最強のキャスター呼んだら最強の人形師がやって来た 作:雪希絵
いやもう……時間なさすぎて書いてる時間がありませんでした……
ようやく片付いたので、つぎは早めに投稿したいです
心の底から驚いた。
あらゆる可能性を頭の中で考慮したが、まさか目の前の少女がサーヴァントであるとは思わなかったからだ。
「えっ……ほ、本当に俺のサーヴァントなの?」
「ええ」
「キャスターの?」
「ええ」
さも当然というように、素っ気なく答える。
「右手の甲に、その証があるでしょう?」
言われてから初めて気がついた。
たしかに、俺の右手の甲にはサーヴァントととの契約の証である、令呪が刻まれていた。
「どうやら、接続に問題もないようね」
「? そうなのか?」
「ええ」
「ふーん……」
サーヴァントと契約しても、案外変わらないものだな。
もっと大量に魔力が喰われるものだと思ってたよ。
(しっかし……キャスターかぁ……)
正直、先行きが不安になってきた。
キャスターのサーヴァントといえば、一般に『最弱のサーヴァント』などと呼ばれるクラスだ。

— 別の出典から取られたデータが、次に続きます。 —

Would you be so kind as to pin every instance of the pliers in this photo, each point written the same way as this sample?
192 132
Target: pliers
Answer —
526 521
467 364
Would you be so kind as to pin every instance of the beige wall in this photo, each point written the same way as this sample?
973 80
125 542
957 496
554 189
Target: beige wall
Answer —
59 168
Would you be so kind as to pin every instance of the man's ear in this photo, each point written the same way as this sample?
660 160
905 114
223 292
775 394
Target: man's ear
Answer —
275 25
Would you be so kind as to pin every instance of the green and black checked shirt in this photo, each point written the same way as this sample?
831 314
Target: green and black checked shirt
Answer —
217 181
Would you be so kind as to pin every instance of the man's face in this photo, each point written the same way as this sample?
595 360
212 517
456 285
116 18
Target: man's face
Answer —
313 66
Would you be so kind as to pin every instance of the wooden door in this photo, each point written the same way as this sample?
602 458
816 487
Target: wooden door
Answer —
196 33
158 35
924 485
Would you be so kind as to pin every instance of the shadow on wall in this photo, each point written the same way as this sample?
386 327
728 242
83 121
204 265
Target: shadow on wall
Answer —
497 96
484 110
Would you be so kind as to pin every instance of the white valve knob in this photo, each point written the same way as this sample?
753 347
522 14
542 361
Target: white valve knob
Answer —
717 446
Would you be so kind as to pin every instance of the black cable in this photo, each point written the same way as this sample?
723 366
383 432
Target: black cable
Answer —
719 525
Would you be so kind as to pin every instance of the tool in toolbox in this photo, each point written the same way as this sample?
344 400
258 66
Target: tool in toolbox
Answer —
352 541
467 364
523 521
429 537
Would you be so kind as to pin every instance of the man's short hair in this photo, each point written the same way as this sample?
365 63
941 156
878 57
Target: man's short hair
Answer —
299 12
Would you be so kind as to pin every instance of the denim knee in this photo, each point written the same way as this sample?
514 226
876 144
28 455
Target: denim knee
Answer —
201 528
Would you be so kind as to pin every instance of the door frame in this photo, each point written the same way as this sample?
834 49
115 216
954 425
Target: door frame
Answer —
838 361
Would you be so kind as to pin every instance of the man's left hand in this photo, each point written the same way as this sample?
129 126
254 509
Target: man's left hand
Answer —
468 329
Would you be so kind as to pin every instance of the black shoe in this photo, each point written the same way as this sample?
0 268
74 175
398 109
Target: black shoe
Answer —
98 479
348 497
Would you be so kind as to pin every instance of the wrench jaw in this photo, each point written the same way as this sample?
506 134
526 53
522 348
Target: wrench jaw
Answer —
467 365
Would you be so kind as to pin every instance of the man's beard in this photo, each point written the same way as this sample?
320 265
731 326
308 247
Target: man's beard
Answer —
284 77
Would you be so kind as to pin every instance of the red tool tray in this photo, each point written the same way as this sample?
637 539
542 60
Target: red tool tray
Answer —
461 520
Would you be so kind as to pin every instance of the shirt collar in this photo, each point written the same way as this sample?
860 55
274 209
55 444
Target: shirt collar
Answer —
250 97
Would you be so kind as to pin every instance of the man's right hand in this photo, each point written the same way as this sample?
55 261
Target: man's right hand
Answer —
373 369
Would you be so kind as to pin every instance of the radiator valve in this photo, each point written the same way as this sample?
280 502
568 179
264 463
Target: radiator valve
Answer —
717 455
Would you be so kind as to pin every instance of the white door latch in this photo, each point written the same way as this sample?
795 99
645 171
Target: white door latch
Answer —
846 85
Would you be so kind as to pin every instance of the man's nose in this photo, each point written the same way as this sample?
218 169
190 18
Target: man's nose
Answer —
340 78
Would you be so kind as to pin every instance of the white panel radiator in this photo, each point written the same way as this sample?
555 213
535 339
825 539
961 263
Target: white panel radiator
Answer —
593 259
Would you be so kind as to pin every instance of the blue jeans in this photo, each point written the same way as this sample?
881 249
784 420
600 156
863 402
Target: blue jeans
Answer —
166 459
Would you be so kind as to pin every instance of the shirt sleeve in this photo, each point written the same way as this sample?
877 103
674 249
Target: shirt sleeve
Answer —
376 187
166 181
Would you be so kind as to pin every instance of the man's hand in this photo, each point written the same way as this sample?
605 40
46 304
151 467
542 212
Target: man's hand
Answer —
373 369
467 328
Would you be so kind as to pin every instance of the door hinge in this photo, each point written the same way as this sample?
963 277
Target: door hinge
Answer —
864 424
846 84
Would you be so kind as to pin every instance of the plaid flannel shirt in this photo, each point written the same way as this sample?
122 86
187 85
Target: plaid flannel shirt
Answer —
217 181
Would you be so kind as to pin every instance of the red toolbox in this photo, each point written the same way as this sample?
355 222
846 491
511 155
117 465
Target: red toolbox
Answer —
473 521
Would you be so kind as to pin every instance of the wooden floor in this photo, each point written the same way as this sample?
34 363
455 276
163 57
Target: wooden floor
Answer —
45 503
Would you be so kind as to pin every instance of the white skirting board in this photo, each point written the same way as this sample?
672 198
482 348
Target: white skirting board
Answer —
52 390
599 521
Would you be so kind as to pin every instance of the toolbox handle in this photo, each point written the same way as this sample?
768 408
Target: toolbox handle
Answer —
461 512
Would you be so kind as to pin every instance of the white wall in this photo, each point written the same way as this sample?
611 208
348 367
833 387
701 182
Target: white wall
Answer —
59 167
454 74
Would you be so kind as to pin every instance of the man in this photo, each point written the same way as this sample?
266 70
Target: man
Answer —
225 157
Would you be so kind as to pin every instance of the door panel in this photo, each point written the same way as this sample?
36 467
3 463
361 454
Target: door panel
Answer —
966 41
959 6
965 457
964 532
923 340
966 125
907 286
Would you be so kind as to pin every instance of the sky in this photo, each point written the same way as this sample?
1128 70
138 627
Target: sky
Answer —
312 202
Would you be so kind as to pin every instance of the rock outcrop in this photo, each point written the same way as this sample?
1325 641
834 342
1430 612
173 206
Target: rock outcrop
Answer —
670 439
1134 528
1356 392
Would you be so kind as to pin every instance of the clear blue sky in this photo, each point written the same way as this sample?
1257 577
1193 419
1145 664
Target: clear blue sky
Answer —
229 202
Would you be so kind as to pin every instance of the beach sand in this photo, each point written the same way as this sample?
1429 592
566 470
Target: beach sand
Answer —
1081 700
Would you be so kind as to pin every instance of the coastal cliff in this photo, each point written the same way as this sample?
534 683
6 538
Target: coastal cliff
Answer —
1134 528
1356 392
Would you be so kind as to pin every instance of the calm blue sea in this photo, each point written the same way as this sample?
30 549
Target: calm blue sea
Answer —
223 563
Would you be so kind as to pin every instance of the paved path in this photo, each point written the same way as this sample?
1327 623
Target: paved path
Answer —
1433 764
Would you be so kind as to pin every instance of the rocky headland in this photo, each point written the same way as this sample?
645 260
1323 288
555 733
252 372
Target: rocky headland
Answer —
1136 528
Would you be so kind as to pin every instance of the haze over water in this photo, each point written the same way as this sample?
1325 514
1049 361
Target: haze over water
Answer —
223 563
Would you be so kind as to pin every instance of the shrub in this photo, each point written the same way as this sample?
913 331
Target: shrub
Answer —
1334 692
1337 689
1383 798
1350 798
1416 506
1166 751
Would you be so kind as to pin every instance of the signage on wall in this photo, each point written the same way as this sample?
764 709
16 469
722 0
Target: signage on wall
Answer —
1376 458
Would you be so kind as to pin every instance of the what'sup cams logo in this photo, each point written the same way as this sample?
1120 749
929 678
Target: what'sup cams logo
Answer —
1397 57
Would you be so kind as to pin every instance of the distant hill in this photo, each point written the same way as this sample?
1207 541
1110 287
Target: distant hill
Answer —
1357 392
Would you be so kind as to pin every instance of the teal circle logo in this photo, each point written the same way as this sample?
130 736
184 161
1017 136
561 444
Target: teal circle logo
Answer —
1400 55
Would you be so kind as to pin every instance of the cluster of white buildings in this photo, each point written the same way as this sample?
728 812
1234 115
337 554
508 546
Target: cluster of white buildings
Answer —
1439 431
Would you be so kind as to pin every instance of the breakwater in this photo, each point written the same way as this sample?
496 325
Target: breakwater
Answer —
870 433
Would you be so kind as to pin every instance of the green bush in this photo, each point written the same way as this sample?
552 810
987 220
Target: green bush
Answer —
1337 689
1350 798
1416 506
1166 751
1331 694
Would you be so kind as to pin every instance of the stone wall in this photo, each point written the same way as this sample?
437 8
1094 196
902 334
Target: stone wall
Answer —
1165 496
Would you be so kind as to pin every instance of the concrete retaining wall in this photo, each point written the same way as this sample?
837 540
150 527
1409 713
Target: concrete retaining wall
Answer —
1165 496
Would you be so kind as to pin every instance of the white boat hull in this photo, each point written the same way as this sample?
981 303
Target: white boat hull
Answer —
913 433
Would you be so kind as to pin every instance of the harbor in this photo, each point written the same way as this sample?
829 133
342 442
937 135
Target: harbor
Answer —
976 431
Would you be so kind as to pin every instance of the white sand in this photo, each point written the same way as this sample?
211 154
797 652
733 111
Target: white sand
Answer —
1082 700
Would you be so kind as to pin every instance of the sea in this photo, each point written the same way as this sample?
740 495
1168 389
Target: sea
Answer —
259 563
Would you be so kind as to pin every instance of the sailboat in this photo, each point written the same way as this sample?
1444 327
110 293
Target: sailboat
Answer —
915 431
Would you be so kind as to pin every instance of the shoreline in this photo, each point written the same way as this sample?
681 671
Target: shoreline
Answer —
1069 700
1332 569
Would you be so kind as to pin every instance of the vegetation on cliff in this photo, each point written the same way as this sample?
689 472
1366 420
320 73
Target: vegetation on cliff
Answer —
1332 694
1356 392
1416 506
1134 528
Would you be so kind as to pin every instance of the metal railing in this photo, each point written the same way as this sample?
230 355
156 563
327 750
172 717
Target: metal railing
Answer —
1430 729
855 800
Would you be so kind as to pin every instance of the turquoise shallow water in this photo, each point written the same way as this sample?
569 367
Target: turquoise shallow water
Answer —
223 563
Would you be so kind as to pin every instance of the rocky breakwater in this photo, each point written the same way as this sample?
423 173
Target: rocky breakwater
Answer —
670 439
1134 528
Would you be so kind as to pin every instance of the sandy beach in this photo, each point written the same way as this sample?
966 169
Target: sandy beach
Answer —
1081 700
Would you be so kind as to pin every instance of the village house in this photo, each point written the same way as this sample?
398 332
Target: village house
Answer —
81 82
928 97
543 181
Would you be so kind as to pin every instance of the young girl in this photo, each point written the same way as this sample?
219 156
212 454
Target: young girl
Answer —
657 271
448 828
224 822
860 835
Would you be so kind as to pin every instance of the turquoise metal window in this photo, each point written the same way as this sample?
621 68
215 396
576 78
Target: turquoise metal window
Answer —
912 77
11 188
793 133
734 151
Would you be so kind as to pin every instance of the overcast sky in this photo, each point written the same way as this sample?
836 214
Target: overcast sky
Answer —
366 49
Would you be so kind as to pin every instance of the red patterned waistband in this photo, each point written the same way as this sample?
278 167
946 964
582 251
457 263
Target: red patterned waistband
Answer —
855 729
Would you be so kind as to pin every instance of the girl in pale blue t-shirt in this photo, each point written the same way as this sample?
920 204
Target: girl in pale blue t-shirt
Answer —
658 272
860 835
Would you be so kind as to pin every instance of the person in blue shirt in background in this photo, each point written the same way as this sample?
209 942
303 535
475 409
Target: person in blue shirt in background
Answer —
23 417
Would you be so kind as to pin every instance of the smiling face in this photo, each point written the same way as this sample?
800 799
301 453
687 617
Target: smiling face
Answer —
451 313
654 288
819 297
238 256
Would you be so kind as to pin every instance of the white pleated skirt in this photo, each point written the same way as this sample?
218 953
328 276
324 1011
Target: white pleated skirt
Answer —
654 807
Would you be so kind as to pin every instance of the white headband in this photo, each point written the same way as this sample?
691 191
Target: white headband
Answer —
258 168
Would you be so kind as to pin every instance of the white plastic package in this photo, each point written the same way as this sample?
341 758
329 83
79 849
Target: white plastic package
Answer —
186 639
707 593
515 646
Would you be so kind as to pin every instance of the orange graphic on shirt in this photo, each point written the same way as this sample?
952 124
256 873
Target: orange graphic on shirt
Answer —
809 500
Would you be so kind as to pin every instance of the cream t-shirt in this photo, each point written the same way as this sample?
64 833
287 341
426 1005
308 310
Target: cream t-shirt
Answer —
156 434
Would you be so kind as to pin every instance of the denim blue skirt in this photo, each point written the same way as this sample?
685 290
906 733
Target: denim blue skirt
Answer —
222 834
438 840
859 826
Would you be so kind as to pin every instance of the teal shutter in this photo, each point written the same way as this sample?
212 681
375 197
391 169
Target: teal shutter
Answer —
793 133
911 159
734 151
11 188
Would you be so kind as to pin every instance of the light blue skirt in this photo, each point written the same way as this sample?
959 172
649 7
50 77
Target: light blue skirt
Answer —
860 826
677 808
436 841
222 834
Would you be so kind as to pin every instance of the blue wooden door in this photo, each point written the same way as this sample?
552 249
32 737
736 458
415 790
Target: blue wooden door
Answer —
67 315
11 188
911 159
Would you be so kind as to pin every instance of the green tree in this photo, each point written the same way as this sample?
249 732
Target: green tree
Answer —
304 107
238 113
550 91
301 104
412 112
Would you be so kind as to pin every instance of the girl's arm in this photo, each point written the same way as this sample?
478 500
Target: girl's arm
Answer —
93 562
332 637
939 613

というのも、『三騎士』の称号を得ているセイバー、ランサー、アーチャーのクラスは、強力な魔術耐性があるのだ。
そのため、真っ当にキャスターをやっているサーヴァントでは攻撃が通じない。
ただ、キャスターの中には自分自身で戦わないものもいるらしく、そういったサーヴァントは充分に戦えるらしい。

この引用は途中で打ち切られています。